Dr. Jerome Finkelstein, New York City
Finkelstein, a burn specialist at New York Hospital-Cornell Medical Center, began noticing in 1994 that a colleague was acting oddly. The other burn specialist blamed the death of three firefighters on nurses who wanted "to make him look bad," accused a secretary of having Mafia connections and confronted Finkelstein for "taking part in a conspiracy to interfere with [his] impending marriage." When Finkelstein reported the behavior, the hospital terminated his and the other doctor's faculty positions "because of the continued personal issues" between the two. Finkelstein also was transferred to a smaller hospital with no burn unit, and his salary was halved. He filed a suit over the actions, but in 2002 withdrew it. He is now director of the Staten Island University Hospital burn center.
Drs. Mark Murfin and Bruce Frank, Centralia, Ill.
Murfin and Frank were suspended at St. Mary's Hospital in 1994 for "disruptive behavior" after going public about what they described as the hospital's inadequate quality controls and the fact that Medicare patients were being hospitalized 60 percent longer than national average. Murfin eventually got his position back; Frank had to leave town after his patient referrals dropped 70 percent. Hospital spokeswoman Julie Long declined comment, noting that the hospital now has different leadership.

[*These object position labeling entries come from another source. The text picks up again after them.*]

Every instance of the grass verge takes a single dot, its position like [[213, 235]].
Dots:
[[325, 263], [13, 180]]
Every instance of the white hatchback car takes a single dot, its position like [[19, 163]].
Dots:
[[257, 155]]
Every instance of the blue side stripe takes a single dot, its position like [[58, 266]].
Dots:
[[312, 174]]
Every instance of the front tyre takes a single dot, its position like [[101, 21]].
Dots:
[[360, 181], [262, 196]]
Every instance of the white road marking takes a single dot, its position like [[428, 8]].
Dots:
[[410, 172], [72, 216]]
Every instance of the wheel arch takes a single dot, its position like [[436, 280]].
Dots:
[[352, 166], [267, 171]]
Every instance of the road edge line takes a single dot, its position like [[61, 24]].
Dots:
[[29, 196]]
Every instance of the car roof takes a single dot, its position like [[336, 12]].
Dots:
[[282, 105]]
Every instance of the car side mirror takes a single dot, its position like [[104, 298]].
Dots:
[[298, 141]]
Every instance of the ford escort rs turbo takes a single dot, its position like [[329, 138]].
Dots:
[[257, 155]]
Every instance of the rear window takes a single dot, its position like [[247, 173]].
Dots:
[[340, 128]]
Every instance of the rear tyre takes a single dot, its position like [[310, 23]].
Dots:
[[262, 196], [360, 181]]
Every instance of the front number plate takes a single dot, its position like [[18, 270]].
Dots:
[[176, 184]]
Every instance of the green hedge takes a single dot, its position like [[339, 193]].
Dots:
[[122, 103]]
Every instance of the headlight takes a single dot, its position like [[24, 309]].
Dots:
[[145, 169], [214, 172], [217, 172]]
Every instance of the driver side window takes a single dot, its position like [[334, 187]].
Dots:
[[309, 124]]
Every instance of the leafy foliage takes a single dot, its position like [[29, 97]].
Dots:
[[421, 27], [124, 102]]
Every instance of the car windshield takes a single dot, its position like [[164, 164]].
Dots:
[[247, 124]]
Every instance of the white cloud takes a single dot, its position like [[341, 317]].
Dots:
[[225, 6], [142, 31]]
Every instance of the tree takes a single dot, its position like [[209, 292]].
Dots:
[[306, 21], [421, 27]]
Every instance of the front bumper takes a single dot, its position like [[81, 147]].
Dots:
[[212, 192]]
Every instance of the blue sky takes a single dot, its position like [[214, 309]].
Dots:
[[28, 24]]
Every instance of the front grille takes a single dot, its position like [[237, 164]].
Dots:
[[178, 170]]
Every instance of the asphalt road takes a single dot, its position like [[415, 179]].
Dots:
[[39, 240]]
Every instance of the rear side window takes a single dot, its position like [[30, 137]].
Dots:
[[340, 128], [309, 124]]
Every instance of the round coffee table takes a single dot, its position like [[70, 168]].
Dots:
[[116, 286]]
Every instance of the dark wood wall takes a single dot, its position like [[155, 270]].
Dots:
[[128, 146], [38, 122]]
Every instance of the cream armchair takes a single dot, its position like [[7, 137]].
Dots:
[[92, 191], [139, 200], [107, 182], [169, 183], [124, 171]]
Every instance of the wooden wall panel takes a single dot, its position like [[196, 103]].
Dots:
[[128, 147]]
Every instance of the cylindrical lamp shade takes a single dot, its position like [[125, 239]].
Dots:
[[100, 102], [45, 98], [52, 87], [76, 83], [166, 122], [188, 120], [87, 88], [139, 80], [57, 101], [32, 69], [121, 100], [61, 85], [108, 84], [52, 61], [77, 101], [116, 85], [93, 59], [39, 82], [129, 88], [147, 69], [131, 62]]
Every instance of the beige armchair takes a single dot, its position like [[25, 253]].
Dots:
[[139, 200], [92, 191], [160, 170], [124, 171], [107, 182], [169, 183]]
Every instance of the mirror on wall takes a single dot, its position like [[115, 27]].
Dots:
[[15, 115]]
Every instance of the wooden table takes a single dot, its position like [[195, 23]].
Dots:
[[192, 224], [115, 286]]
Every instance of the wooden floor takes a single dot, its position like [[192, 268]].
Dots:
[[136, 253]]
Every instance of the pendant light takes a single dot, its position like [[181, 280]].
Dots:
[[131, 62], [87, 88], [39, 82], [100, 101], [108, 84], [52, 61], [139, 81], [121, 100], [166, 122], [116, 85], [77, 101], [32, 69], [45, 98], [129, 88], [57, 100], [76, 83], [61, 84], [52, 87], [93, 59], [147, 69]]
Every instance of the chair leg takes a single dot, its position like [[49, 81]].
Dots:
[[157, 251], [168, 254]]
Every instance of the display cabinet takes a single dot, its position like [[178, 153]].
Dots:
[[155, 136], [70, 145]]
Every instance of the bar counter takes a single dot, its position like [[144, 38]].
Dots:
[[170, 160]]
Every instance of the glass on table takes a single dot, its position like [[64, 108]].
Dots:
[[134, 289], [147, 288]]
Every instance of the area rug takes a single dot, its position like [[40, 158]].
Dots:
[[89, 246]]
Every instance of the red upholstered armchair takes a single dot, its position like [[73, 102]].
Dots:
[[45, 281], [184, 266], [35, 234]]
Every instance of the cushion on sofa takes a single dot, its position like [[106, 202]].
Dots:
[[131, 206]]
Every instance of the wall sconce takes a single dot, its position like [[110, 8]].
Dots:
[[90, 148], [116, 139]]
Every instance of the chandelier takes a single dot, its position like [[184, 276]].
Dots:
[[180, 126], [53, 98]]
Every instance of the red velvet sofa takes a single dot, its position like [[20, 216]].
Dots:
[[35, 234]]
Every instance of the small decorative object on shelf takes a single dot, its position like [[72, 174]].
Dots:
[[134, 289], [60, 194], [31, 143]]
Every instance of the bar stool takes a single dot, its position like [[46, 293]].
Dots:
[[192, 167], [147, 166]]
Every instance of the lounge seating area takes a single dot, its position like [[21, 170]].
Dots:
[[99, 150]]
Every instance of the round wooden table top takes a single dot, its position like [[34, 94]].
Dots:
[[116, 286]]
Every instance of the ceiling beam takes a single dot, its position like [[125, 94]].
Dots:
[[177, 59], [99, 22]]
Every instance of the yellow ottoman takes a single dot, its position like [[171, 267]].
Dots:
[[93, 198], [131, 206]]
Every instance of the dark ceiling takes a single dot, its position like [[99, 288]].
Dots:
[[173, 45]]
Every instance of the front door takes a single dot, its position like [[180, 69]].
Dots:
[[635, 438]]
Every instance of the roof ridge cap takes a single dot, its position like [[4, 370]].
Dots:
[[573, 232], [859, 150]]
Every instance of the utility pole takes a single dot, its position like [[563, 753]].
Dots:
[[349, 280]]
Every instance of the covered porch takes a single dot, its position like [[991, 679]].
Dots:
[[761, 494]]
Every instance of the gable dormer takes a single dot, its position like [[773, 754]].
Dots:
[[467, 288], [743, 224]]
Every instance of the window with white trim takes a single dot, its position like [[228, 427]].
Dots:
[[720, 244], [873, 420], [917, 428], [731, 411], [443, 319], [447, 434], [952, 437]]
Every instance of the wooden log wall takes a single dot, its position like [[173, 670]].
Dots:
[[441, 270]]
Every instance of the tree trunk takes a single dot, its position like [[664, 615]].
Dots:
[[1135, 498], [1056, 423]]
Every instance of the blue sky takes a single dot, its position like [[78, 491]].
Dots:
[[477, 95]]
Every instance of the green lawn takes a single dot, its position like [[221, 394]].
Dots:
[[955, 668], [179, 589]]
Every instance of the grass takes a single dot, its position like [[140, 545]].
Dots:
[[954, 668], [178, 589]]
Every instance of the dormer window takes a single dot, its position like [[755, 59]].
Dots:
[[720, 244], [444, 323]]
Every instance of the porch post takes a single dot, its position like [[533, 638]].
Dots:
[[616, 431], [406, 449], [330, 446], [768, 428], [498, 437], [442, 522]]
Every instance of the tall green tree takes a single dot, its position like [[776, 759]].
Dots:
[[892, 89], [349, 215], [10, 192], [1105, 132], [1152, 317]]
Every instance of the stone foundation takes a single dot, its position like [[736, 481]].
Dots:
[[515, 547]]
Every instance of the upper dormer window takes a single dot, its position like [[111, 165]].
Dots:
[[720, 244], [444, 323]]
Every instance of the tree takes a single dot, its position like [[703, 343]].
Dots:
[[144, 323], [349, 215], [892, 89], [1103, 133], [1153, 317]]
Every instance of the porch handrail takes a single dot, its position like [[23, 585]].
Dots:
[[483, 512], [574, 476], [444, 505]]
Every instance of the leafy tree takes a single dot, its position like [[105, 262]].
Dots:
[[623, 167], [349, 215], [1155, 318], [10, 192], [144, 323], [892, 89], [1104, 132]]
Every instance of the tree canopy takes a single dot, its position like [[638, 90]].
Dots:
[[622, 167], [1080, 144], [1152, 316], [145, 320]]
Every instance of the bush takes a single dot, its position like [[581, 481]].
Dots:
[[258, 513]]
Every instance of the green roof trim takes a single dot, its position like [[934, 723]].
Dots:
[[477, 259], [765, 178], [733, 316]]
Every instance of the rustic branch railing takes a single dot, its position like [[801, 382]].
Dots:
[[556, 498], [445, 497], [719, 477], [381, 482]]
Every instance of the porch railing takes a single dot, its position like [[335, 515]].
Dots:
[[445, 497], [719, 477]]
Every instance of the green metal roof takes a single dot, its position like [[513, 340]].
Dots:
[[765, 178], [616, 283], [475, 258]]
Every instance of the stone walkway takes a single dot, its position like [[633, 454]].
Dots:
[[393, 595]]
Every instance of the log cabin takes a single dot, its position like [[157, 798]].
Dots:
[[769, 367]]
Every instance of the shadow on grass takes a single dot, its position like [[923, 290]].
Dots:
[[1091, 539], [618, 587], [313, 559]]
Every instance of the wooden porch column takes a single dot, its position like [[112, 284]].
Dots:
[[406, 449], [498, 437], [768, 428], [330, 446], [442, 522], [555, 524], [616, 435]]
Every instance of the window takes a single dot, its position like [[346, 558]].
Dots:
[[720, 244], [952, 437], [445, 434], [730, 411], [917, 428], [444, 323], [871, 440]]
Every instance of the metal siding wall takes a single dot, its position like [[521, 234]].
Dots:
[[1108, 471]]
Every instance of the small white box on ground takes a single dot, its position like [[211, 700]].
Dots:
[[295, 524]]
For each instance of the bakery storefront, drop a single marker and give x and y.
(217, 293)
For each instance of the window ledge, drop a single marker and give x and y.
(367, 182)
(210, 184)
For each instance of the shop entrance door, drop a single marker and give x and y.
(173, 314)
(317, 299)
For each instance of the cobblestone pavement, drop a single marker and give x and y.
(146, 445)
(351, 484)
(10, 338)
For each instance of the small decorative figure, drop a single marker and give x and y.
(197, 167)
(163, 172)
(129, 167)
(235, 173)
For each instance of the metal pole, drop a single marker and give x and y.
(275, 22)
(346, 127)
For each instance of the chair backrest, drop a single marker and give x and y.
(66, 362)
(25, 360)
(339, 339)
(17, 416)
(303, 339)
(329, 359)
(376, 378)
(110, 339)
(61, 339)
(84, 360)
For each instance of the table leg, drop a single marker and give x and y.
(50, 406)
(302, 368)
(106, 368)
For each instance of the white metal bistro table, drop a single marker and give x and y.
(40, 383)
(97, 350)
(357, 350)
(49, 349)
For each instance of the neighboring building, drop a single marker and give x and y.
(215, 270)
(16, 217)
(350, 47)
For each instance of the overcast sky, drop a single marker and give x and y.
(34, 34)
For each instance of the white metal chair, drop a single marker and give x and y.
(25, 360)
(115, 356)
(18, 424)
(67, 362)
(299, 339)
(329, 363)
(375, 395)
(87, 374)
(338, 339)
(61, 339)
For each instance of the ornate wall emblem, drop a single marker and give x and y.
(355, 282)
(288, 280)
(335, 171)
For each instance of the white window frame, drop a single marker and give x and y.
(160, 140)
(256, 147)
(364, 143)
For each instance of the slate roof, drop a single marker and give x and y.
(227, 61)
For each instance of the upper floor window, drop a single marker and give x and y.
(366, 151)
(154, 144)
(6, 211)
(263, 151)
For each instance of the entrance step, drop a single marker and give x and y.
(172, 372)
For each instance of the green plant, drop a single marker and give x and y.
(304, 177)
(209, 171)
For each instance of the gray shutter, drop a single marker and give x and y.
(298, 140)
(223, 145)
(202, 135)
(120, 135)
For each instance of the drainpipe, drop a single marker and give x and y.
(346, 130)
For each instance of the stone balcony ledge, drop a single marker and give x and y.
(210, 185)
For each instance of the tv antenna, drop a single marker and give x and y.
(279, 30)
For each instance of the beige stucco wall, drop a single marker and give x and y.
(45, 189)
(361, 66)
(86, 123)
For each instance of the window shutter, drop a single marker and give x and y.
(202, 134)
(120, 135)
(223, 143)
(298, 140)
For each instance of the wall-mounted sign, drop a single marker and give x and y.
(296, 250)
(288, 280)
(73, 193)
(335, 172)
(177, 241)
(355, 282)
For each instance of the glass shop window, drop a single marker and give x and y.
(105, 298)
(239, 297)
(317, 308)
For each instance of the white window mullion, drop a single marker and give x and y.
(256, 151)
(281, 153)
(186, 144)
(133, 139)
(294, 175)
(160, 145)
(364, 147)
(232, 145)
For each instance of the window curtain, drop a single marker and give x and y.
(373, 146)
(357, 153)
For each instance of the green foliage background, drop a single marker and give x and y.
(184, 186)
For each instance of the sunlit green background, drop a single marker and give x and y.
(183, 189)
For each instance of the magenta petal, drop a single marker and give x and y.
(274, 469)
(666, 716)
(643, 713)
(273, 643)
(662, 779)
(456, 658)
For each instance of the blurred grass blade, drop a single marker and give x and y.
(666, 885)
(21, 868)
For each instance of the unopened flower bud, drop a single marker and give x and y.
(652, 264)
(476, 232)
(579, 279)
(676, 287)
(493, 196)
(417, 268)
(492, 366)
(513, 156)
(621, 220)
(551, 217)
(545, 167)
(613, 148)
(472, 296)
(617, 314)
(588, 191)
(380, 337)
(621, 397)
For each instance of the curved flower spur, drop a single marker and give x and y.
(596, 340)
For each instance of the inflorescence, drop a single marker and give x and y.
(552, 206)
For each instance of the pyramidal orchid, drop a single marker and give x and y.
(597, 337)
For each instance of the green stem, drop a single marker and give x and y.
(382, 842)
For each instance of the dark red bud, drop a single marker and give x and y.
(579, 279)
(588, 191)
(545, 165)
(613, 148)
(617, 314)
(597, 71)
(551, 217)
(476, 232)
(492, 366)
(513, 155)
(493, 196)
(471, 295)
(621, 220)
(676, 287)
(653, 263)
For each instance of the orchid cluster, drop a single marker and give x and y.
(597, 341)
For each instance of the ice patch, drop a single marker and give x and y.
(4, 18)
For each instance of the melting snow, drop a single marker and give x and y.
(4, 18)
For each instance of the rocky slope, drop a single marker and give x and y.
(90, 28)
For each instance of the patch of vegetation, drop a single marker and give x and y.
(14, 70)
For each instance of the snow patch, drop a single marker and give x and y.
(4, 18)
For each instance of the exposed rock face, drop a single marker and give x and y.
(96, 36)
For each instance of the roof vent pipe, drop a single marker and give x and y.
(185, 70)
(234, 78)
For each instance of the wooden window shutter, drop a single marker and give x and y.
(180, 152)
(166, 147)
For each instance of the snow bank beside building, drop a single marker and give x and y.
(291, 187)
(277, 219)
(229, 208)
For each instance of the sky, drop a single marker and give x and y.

Dr. David Shaller, Wilkes-Barre, Pa.
Shaller, 52, was fired from the Veterans Affairs Medical Center at Wilkes-Barre after trying to expose poor patient care, and his legal attempts to regain his position continue 13 years later. Shaller, chief of rheumatology and chief physician for the hospital's nursing home care unit, complained in 1988 when his hospital began transferring seriously ill patients from the facility's hospital to an adjacent nursing home. A hospital committee, which included the physician who ordered the patient transfers, decided Shaller's complaint had no validity. Afterward, he was transferred to lower level jobs, threatened with a sexual misconduct charge and eventually fired after he had complained about patient care to the VA inspector general's office. A congressional subcommittee looking at VA medical care later cited Shaller as one example of how "honest employees have had their jobs eliminated and their lives destroyed because they attempted to expose poor patient care." He has filed several lawsuits trying to get his job back, but has not been able to get a hearing on them.